Beberapa cara di atas bisa dijadikan patokan awal untuk pencegahan paparan virus corona. Selain cara di atas, Anda juga perlu menerapkan social distancing atau menjaga jarak dengan orang lain saat melakukan aktivitas.

Drew Air Purifier Untuk Pencegahan Virus Corona yang Maksimal

Perlu diketahui bahwa virus corona bisa melayang dan bertahan beberapa saat di udara. Dengan demikian, maka ada ancaman paparan virus corona dari udara yang dihirup, terutama di rumah. Oleh karenanya, Anda juga perlu memastikan jika udara di rumah terjamin kebersihannya.

Drew Air Purifier adalah salah satu produk yang bisa diandalkan untuk memurnikan udara di dalam rumah Anda. Produk yang satu ini dilengkapi dengan double filter sehingga bisa menyaring debu dan virus yang ada di udara hingga 99%.

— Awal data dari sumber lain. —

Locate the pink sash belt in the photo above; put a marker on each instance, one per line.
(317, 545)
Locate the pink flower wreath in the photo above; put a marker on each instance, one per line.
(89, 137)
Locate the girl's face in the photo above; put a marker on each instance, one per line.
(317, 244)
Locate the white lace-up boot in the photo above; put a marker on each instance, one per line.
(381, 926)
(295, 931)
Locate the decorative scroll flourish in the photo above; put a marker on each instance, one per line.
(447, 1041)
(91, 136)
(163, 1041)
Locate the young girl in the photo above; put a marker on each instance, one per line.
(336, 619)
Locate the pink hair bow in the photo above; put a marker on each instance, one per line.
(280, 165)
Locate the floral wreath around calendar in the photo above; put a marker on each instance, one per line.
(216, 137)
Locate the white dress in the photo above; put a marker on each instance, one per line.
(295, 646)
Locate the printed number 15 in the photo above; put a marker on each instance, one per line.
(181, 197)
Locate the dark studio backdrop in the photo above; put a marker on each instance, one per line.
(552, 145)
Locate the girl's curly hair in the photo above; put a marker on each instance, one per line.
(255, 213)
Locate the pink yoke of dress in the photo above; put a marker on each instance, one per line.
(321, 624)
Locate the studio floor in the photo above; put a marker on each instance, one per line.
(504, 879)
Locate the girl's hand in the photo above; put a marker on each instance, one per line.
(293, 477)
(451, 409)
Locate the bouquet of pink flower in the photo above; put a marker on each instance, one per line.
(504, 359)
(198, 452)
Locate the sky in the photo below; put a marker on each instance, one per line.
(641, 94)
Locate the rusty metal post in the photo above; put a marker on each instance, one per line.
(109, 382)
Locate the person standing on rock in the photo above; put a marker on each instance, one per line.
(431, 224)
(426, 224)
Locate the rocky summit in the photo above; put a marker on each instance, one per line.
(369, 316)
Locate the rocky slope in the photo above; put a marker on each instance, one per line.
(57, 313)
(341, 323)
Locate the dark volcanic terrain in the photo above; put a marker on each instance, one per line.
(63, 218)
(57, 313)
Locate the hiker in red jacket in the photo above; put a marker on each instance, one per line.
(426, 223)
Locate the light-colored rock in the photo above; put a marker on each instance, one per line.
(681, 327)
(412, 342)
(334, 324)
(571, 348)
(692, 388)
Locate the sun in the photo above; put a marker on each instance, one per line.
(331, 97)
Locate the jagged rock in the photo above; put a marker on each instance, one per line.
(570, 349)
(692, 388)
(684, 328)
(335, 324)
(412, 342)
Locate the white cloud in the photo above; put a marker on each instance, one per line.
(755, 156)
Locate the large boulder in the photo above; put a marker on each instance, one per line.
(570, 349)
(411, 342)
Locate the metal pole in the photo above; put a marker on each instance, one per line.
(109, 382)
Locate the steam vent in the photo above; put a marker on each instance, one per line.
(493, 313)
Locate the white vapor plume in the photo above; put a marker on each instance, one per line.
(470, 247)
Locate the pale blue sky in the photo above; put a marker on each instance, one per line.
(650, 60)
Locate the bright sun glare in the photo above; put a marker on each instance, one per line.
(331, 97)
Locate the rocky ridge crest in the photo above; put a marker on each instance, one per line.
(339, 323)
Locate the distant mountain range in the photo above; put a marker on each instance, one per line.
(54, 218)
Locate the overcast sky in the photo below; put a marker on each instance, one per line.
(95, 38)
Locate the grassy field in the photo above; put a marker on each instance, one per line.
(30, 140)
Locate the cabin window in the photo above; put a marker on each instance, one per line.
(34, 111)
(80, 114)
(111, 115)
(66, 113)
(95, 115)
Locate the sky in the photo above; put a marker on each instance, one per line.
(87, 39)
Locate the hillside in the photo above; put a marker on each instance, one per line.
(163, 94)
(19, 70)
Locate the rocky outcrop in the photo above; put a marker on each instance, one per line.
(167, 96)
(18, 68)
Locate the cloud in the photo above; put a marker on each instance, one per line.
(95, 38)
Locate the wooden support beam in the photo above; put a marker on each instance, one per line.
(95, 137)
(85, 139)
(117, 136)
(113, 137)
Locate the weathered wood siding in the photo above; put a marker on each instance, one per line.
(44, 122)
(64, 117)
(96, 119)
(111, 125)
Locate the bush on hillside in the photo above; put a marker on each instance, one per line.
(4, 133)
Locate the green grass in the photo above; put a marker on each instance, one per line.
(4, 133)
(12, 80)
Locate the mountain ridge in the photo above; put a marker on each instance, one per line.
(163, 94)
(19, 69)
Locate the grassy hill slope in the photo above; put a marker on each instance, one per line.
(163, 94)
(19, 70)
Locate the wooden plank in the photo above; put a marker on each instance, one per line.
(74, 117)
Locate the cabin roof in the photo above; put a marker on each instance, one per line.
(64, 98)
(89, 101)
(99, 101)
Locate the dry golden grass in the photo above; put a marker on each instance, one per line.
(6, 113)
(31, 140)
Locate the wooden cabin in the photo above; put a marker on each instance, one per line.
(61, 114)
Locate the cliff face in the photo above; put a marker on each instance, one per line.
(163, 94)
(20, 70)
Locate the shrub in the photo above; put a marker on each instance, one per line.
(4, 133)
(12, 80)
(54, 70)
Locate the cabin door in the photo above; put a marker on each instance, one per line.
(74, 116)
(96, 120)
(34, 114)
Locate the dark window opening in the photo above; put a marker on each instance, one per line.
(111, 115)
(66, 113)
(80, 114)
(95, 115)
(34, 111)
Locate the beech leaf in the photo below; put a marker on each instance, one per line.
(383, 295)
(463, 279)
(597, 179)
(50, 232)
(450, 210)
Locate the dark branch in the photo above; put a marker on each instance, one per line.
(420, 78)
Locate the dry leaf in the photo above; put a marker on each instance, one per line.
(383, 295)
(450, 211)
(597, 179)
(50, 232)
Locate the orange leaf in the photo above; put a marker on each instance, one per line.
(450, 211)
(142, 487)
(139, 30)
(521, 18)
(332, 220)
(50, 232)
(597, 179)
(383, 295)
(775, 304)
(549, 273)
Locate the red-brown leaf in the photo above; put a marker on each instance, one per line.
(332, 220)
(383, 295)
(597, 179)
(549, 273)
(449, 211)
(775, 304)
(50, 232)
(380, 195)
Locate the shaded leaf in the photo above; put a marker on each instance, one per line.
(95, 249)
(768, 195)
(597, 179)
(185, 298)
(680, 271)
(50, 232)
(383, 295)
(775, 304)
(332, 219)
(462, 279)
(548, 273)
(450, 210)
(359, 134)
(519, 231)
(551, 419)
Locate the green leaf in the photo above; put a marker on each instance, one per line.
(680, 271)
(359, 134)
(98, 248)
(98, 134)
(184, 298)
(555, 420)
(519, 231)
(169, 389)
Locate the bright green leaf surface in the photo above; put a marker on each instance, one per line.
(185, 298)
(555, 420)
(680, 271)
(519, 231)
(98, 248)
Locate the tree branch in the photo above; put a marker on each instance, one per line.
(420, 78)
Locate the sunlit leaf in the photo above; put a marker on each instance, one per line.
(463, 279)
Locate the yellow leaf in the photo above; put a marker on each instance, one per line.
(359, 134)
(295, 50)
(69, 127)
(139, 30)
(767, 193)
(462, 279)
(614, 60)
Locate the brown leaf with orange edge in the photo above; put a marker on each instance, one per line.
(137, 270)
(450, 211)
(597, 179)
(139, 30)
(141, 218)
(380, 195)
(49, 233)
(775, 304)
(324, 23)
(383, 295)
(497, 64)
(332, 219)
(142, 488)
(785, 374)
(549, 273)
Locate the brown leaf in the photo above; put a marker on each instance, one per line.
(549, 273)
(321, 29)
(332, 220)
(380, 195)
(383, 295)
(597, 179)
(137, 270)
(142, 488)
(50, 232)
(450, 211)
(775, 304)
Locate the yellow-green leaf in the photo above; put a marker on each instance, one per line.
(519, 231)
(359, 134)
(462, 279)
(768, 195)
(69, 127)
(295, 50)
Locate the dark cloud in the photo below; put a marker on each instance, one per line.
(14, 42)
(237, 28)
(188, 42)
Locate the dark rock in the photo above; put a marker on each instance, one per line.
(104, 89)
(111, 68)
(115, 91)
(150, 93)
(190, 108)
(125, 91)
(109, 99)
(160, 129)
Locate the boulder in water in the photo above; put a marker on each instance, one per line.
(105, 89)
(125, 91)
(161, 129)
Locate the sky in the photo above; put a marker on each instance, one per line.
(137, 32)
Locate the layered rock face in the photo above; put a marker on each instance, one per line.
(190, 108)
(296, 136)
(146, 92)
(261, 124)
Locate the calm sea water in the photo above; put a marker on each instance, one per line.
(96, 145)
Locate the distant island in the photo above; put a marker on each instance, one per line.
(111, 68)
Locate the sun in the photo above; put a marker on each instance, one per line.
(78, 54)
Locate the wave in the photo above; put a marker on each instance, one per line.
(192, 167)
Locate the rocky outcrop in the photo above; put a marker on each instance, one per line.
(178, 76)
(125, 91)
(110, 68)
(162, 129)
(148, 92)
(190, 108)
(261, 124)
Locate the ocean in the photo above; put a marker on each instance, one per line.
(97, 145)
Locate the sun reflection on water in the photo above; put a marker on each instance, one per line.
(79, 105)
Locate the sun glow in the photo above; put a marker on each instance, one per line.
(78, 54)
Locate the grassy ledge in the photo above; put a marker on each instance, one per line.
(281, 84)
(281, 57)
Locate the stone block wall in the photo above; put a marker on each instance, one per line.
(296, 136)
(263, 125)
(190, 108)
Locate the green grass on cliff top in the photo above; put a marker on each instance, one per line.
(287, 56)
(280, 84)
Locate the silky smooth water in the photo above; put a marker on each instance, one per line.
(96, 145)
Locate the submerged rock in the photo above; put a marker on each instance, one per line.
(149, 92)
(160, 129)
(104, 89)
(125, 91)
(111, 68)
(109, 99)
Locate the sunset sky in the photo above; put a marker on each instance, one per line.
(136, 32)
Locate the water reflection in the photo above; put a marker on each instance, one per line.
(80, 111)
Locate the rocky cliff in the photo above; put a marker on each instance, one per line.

Tidak hanya itu, dengan desain modern dan fungsional, produk ini cukup mudah dibersihkan. Nah, dengan penggunaan air purifier yang tepat, risiko paparan virus corona bisa cenderung berkurang meskipun Anda beraktivitas dengan keluarga. Dengan demikian, tentu nantinya jumlah korban virus corona pun akan lebih terkendali.

 

You may also like...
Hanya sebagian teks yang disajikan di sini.